Fibre from Angora goats is known as Mohair. Kid mohair is from the youngest goats and is softer and more curly. Fibre from slightly older goats known as ‘Yearling’ is courser and more wavy than curly, and fleece from older animals is known as Adult mohair’ or ‘grown mohair’. Mohair is very shiny. The micron count for cria alpaca and kid mohair is around 20 for both, increasing with the age of the animal.
Other micron counts are Cashmere 14-19, Angora rabbit 10-16, Vicuna 10-13, Camel 15-23.
Sheep’s wool is a renewable resource and a multipurpose fiber. Wool has characteristics that have made it a desirable fiber for many thousands of years.
- Wool can absorb up to 30% of its own weight in moisture. Therefore, when worn as clothing, it can wick sweat from the body and enhance the body’s own cooling system. It prevents the clammy, cold feeling found when wearing synthetic clothing.
- Wool is an insulator as opposed to trapping heat. As an insulator, it keeps you warm in cold weather and cool in hot weather.
- The moisture in each wool fiber means that it is fire resistant. Wool will char in an open flame but is self extinguishing and stops burning after being removed from the flame.
- The waviness or crimp of wool fiber gives it a natural elasticity. This elastic quality allows the wool to retain its shape better and makes it very durable as the fiber can be bent multiple times without breaking.

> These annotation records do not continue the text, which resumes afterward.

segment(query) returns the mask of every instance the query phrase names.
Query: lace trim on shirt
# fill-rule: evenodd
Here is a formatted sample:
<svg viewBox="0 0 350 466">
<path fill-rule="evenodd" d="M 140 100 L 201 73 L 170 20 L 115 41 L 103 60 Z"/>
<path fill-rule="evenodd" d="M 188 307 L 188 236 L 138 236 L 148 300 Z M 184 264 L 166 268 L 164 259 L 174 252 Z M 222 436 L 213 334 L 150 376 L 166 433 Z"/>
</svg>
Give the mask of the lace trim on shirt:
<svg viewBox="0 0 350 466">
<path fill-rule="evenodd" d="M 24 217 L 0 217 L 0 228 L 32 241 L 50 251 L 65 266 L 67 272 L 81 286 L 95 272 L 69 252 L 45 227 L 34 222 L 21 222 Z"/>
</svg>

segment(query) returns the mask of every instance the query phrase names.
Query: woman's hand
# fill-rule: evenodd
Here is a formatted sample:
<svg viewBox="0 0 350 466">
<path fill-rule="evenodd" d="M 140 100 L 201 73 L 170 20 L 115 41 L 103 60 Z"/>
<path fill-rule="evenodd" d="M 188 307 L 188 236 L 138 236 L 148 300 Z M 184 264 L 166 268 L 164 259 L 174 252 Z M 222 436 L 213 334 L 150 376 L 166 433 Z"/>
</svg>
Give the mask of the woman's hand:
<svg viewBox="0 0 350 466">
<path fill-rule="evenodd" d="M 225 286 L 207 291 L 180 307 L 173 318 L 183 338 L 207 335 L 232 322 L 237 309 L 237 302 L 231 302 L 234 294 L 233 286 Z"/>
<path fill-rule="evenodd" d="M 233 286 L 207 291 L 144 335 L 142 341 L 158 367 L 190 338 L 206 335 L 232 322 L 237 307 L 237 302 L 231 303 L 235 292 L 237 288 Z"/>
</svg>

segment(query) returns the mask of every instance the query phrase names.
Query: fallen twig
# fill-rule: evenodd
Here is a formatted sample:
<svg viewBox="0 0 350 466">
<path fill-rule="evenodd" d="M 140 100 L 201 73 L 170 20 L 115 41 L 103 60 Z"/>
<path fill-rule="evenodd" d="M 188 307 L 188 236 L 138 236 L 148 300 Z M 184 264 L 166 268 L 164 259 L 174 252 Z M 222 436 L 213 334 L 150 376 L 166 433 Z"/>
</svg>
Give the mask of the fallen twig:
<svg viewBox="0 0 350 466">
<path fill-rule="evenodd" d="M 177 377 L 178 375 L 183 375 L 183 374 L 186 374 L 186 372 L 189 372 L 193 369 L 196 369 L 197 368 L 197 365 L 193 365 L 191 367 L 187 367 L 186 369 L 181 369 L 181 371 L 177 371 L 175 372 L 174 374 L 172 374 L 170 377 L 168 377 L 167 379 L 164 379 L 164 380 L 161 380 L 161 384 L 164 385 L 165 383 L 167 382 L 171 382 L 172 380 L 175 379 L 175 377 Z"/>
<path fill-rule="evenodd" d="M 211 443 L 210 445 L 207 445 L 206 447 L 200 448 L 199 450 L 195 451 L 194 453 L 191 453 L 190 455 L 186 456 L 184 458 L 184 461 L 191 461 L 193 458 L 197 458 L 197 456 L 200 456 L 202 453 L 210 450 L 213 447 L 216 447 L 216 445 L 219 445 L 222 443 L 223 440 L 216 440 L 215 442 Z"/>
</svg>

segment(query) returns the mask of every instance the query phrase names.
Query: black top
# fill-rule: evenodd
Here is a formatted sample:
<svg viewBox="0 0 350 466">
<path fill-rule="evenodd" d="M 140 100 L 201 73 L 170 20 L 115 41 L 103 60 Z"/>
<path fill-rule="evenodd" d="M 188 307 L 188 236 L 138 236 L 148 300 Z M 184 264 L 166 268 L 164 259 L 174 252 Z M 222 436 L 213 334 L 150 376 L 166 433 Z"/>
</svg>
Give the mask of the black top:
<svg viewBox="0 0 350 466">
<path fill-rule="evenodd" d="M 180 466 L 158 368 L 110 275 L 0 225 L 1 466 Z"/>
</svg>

- Wool is resistant to dirt because the small scales on the surface of the fiber hold the dirt near the surface, making the dirt easier to remove. Wool also repels odors.
- Like most fabrics, wool is a good sound absorber.
- Due to its moisture content, wool is resistant to static electricity.
- Saving the best for last, wool has the ability to felt. Due to the small scales on the surface of the wool fiber as well as other factors such as the crimp, wool when combined with warm water, soap and a little agitation will matt together in an irreversible process called felting.
Wool is graded to determine its quality. The quality can be determined by fiber diameter, crimp, color, staple length, staple strength, yield and remaining vegetable matter. The most important factor though is the fiber diameter. The fineness or coarseness of the wool will determine its end use. The diameter is measured either by the Bradford System or by microns.
The Bradford System is a way to measure the fineness of a wool breed. The Bradford Count is the number of hanks of yarn (a hank being 560 yards long) that can be spun from a pound of wool tops. The finer the wool, the more hanks could be spun. Wool with higher Bradford counts are finer and therefore can be spun into longer yarn.
Micron count is the diameter of the fibre in microns, a micron is 1,000th of a millimetre. The lower the micron count the finer the wool.
The link below is a PDF file of a list of common sheep breeds with average Bradford and micron diameter measurements. Feel free to print out the list for your personal use.
Please have a browse around our gallery of fibre photos.
6 thoughts on “Wool and Other Animal Fibers”
Brilliantly clear and a delight to read as it informs and imparts knowledge so well
Thanks, Wendy 🙂
My wife passed away and I have two pounds of Vicuna fiber. Do you know of someplace I can get this verified or authenticated?
Sorry, I have no idea. You might try contacting a local weavers and spinners guild or if you have a small fiber mill, they might have an idea.
I just wet felted an alpaca shawl today, sandwiching a layer of mohair between two layers of alpaca. Having heard that alpaca is resistant to wet felting I was amazed to see the alpaca felt very quickly. The mohair layer is another story, however! This beautiful alpaca shawl is shedding mohair like crazy! The shawl is a gift and I don’t know if I can gift it the way it is shedding. I wet felted it like crazy-if the mohair was going to felt, it would have felted. Has anyone had this experience with mohair? I’m wondering if needle felting it a bit would help?
I think that the mohair will always shed as it has such different qualities as the alpaca. Needle felting will not help at this point. Yes, I have seen mohair shed.